Елена Наливаева — поэт и музыковед из Санкт-Петербурга. Стихи Елены —интересный случай, уже ставший традицией в русском стихосложении (А. Фет, М. Кузмин, А. Белый; да не прозвучат слишком пафосно эти имена, а прозвучат лишь затем, чтобы указать на известную традицию) когда стихотворения рождаются на перепутье между поэзией и музыкой. Елена — преподаватель в Санкт-Петербургском училище имени Римского-Корсакова и в первую очередь человек, глубоко неравнодушный к музыке, что закономерно сказывается на её поэзии. Многие стихи в сборнике имеют нерегулярный размер, иногда даже перетекают в прозу и возвращаются снова в русло стиха. И это отнюдь не пренебрежение стихотворной формой, просто, как известно, симфония по своей природе «не квадратна». Частые смены настроений и интонаций напрямую влияют на её текучий размер. Похожим образом происходит и в стихотворениях Елены. Но отнюдь не в этих формальных признаках «секрет» музыкальности её письма. Об этом подробнее я напишу дальше.
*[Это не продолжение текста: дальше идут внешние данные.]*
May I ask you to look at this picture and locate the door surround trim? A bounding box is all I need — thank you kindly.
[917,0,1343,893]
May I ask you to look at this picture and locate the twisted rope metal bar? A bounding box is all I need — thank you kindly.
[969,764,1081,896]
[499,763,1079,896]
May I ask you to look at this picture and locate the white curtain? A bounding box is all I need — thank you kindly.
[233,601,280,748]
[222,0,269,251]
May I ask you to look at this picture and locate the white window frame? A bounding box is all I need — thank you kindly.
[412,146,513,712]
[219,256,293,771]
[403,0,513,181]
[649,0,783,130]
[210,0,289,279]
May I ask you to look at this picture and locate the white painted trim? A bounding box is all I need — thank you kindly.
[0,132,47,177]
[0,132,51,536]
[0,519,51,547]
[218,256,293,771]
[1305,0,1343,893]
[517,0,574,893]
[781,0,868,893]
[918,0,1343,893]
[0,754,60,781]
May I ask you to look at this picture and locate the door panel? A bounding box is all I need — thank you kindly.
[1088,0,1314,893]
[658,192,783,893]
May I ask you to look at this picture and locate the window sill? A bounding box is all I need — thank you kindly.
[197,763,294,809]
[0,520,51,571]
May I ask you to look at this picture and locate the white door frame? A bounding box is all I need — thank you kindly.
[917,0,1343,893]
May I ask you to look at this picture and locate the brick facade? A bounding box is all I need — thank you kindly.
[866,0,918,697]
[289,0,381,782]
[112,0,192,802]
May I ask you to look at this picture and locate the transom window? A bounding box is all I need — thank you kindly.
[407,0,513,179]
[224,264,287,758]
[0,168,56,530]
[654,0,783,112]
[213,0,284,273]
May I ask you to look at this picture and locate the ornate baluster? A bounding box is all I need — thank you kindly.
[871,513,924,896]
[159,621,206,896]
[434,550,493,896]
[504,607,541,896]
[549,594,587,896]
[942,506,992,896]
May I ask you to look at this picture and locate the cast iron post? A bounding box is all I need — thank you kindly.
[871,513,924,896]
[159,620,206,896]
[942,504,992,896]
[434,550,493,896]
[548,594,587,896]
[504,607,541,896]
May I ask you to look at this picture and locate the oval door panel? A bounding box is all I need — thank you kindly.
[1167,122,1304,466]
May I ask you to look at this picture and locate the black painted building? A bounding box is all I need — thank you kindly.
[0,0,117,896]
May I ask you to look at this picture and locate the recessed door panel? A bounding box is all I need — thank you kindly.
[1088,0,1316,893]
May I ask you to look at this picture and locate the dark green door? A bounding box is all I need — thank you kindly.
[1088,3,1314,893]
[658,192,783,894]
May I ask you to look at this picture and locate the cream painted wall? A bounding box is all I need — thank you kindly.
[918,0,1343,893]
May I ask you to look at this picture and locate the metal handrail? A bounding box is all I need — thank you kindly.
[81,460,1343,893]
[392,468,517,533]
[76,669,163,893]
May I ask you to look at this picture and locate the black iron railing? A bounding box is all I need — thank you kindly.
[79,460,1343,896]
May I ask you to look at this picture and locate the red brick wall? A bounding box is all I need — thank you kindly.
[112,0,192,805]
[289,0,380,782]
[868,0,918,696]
Настроение в сборнике порой так сильно меняется, что на одной странице мы можем видеть лучезарный текст о простой и одновременно с этим сложной радости быть — «Утренний сонет», а на другой — стихотворение о ребёнке с диагнозом рак — «Фисташки». Часто Елена пишет верлибрами, иногда даже прибегая к особой графике, как например, в стихотворении «у окулиста…». Часто стихи Елены имеют фабульную составляющую («На день 8 Марта» — стих о детдомовце, поздравляющем маму с восьмым марта; «Фисташки» — о девочке, больной раком; «Прутик» — написанный от лица фарфоровой чашки и др.). Иногда Елена прибегает к прозаизации, из-за чего верлибры могут перетекать в прозаические диалоги и обратно. Этот приём нашёл очень интересное отражение в стихотворении «Внутри и снаружи», где Елена имитирует процесс мышления.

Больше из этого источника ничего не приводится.